Personally, I suggest using some, even if imperfect, validation when gathering the email initially (for the reasons you point out) and then not validating that information any further.
I’m always suspicious when sites cap passwords at < 32 characters, that almost always means it’s being stored in a reversesble format someplace - maybe encrypted, maybe obfuscated, or maybe not either (banks).
The sites I really trust don’t care how long your password is because their hash size is fixed. The only real length consideration might be that if a bunch of people send obnoxiously long passwords at the same time and they are using bcryprt or scrypt it might stress the server’s cpu, so they might put an upper limit to prevent that.
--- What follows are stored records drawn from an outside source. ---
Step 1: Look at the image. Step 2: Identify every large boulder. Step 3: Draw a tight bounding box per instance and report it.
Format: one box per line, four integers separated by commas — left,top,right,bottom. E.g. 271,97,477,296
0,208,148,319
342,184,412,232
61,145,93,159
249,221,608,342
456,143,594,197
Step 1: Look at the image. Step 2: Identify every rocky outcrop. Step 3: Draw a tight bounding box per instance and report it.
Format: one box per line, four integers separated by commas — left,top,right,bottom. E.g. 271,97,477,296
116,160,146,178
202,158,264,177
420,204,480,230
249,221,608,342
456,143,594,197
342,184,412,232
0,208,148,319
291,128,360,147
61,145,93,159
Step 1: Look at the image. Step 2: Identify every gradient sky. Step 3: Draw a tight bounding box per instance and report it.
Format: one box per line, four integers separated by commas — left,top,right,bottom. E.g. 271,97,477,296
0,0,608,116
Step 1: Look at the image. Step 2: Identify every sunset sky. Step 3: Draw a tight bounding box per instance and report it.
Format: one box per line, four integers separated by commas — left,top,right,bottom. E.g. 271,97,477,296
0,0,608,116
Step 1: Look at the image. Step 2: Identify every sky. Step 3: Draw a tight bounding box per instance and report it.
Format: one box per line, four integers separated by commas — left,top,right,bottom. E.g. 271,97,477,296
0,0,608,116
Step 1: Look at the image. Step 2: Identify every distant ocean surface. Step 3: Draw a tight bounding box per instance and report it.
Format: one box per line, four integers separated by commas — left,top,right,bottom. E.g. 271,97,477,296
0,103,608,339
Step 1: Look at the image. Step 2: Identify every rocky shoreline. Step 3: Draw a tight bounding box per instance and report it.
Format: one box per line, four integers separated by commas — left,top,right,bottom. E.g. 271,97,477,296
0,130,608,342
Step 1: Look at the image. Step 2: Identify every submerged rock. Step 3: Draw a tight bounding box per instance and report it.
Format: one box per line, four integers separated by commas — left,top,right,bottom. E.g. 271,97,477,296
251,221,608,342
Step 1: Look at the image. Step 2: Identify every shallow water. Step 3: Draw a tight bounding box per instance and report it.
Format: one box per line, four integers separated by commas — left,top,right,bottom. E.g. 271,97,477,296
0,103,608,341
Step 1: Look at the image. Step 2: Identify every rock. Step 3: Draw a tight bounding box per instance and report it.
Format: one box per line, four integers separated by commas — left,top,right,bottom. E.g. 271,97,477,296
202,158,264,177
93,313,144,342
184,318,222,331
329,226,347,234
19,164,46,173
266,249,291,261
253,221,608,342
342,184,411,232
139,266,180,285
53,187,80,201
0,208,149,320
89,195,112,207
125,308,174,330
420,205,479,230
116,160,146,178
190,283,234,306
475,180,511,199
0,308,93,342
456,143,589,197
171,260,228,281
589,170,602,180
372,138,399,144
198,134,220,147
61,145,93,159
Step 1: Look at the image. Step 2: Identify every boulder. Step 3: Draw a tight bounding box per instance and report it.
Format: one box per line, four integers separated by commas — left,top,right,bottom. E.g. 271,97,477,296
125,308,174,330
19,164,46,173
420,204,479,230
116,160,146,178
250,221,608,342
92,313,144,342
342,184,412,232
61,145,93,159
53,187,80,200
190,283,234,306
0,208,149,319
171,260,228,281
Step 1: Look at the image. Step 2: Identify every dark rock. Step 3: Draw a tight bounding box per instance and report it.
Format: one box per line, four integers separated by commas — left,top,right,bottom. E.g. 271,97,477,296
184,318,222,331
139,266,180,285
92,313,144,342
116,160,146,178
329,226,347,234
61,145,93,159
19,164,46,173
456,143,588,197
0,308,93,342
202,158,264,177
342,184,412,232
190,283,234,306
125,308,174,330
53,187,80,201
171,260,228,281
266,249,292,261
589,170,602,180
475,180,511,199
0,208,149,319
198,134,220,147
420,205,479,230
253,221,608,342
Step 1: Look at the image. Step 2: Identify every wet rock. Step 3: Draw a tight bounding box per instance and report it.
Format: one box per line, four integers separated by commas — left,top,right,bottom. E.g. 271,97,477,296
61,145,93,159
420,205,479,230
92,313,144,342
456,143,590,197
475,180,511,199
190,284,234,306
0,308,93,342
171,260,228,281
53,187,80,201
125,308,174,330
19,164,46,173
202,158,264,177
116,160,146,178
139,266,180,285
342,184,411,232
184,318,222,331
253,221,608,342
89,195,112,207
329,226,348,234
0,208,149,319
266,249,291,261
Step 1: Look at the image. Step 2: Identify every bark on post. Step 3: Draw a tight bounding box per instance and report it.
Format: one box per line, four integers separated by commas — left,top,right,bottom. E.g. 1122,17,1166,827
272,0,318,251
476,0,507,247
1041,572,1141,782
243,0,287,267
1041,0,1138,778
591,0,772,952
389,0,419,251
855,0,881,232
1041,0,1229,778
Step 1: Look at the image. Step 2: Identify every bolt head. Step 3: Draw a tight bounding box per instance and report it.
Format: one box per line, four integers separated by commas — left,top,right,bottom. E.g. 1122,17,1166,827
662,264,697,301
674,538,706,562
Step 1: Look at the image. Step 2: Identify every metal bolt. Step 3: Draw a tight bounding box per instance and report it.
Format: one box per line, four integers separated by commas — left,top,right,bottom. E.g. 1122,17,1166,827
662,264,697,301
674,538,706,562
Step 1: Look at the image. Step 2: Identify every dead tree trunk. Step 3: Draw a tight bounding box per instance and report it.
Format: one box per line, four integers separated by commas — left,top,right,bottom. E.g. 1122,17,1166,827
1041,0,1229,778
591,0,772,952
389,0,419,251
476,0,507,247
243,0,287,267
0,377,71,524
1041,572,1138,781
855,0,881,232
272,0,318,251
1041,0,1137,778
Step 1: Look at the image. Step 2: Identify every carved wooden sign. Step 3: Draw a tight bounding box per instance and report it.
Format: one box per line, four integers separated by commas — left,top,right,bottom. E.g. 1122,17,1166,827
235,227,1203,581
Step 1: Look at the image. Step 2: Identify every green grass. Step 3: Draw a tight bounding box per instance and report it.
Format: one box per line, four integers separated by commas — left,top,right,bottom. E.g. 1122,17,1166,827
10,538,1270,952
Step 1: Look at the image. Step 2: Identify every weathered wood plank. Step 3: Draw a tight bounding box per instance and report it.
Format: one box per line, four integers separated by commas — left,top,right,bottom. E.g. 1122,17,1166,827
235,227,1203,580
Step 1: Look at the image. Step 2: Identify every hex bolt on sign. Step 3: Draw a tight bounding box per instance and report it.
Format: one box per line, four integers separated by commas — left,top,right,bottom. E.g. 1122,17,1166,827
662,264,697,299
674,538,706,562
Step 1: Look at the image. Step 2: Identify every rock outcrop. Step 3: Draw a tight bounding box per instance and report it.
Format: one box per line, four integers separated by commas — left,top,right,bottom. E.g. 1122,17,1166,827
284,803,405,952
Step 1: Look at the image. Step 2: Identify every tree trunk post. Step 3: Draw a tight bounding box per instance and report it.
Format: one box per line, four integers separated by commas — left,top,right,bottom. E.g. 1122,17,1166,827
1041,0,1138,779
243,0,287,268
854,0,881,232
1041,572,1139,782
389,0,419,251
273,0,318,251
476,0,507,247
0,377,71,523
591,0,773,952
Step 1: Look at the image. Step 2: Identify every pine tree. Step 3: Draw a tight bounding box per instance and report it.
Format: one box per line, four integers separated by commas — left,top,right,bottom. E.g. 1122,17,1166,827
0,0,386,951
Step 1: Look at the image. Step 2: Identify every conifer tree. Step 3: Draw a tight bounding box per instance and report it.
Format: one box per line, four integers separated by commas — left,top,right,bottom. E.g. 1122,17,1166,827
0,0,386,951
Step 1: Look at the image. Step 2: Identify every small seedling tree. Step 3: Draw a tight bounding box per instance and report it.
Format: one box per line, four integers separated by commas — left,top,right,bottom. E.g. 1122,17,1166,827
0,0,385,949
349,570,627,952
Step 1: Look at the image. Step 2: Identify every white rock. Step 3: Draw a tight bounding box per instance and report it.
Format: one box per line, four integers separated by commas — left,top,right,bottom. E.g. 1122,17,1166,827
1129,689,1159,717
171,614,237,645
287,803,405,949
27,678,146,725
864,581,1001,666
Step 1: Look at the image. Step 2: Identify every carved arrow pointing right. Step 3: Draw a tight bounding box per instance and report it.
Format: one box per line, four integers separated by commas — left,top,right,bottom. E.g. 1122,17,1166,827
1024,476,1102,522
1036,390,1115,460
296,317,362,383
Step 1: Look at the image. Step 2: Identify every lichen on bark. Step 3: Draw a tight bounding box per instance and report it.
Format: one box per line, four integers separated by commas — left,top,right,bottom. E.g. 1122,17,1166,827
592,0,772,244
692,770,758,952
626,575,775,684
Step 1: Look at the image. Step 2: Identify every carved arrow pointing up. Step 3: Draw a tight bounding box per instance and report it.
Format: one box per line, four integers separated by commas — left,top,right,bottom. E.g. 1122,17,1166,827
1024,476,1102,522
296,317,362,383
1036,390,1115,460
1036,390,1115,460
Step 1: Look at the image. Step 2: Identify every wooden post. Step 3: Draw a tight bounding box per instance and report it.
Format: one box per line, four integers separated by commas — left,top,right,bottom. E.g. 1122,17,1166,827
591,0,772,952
e.g. It drives me BONKERS how many systems absolutely reject my single-letter email (~"N@domain.com"), which I created specifically to make it easy and safe to type on mobile devices etc. Others will reject the "+" sign, or underscore, or dot/period, or (brilliantly) two periods or underscors, etc etc etc :=/
Writing code that doesn't need to exist that has a possible failure mode of not letting someone sign up at all is just a bad decision. If you're going to write that code, either go through the effort of getting it completely right or soften the failure mode. If you really think the user is somehow mistyping their email with special characters or an unusual TLD, then you could show them a non-blocking warning message.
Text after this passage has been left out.